Grosicki: „Turbo” zjada dużo paliwa. Niemożliwe, żebym grał na pełnych obrotach przez 90 minut

Grosicki: „Turbo” zjada dużo paliwa. Niemożliwe, żebym grał na pełnych obrotach przez 90 minut
Shutterstock
Kamil Grosicki w wywiadzie dla "Przeglądu Sportowego" opowiadał o swoich zadaniach na boisku w reprezentacji Polski i o tym, dlaczego drugie połowy niektórych meczów z jego udziałem nie zawsze wyglądają tak dobrze, jak pierwsze.

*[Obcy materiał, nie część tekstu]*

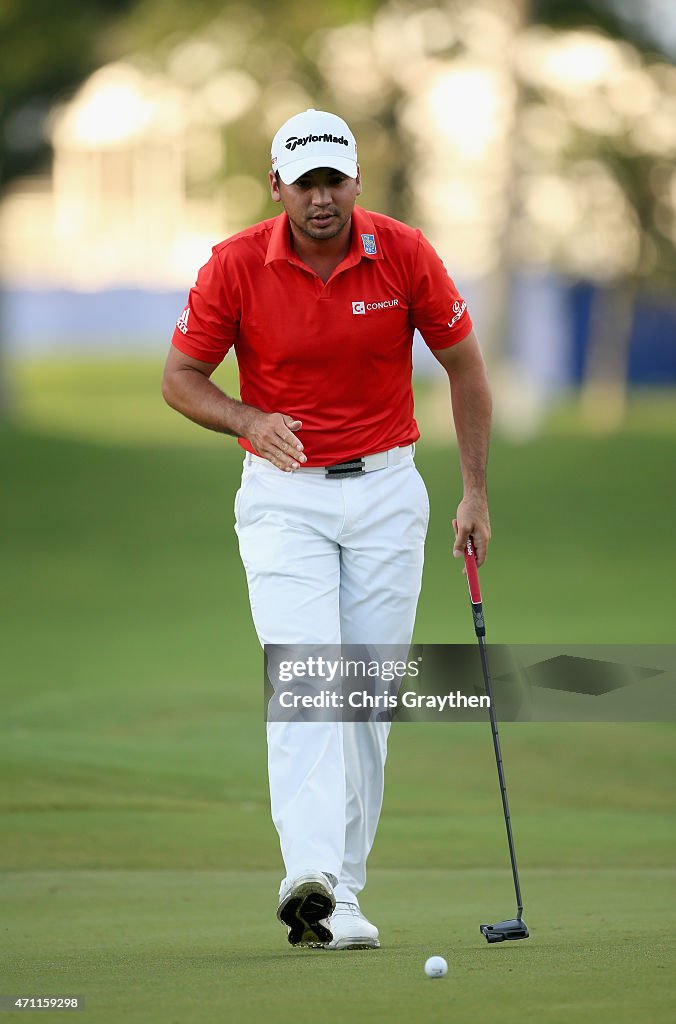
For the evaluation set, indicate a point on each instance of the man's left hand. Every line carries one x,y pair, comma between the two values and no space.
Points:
472,518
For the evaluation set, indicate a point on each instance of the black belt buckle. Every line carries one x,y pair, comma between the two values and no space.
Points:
352,468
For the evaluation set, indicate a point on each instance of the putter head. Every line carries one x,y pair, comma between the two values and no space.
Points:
515,929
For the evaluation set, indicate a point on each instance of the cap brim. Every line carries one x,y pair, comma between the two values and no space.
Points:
292,171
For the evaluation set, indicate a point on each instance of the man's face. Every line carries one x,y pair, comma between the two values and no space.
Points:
320,203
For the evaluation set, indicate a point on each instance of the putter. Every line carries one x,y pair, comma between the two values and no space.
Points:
516,928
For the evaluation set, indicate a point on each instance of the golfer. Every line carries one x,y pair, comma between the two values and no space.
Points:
321,304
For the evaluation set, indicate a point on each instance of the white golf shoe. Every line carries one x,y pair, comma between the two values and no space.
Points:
305,903
350,929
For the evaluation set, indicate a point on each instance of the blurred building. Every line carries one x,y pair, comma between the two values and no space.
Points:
116,210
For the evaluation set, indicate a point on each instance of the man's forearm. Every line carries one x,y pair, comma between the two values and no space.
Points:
472,409
197,397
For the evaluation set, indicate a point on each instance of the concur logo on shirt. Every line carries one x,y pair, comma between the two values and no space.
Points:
362,307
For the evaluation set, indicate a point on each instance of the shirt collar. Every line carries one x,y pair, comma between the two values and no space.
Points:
364,243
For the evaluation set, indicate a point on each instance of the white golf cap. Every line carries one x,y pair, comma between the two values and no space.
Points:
313,138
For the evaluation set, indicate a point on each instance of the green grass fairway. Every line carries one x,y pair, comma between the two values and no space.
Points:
188,945
138,863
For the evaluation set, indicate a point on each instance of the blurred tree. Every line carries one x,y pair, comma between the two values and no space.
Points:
47,48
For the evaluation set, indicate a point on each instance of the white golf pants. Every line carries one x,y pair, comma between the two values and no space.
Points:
331,561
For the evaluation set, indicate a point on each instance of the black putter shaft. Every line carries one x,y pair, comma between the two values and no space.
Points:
515,929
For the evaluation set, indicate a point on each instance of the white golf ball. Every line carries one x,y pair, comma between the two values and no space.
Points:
435,967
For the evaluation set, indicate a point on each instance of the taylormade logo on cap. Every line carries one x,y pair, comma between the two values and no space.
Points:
292,142
313,138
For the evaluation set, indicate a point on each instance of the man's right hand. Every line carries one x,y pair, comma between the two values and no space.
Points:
271,435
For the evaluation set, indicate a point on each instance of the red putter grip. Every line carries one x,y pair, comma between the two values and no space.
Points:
472,572
474,589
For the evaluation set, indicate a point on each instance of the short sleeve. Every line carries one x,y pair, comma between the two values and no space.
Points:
208,326
436,308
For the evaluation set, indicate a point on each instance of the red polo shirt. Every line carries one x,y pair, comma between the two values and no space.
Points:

Skrzydłowy biało-czerwonych w zakończonych niedawno eliminacjach do mistrzostw świata w Rosji, w których Polacy zajęli pierwsze miejsce w swojej grupie, zdobył trzy bramki i zanotował trzy asysty. Sam przyznał, że jego wkład w awans mógł być większy, ale czasami zawodziła skuteczność jego kolegów z zespołu, a także styl jego gry, który wymaga biegania od jednego pola karnego do drugiego niemal przez całe spotkanie.
Dalsza część tekstu pod wideo
Zostawiam mnóstwo zdrowia na boisku. Zasuwam od jednego pola karnego do drugiego. Atakuję, ale przecież nie mogę zapomnieć też o defensywie. Jeśli mocno depnę na bramkę rywala, zaraz muszę zasuwać w drugą stronę. „Turbo” zjada dużo paliwa. Niemożliwe, żebym grał na pełnych obrotach przez 90 minut. Żaden piłkarz nie ma takiej wydolności. Statystyki, które dostajemy po meczach pokazują, że przebiegam najwięcej z drużyny po Łukaszu Piszczku i Grześku Krychowiaku - ocenił piłkarz Hull City.
W czerwcu i lipcu przyszłego roku podopieczni Adama Nawałki będą rywalizować w mundialu na rosyjskich stadionach. Kamil Grosicki przyznał, że tym razem nie było jakiejś euforii w zespole po wywalczeniu awansu, ponieważ biało-czerwoni znają już swoją wartość.
- Dostrzegam zmianę. Jesteśmy dojrzalszą reprezentacją. Nie było jakiejś wielkiej euforii. Raczej przekonanie o wykonaniu zadania. Wiedzieliśmy, że to nasz obowiązek. Po prostu zagraliśmy dobre eliminacje, zajęliśmy pierwsze miejsce i jedziemy dalej. Przy pierwszym awansie była większa radość, bo dopiero to wszystko się rodziło. Teraz znamy swoją wartość. Chcemy więcej - zapowiedział reprezentant Polski.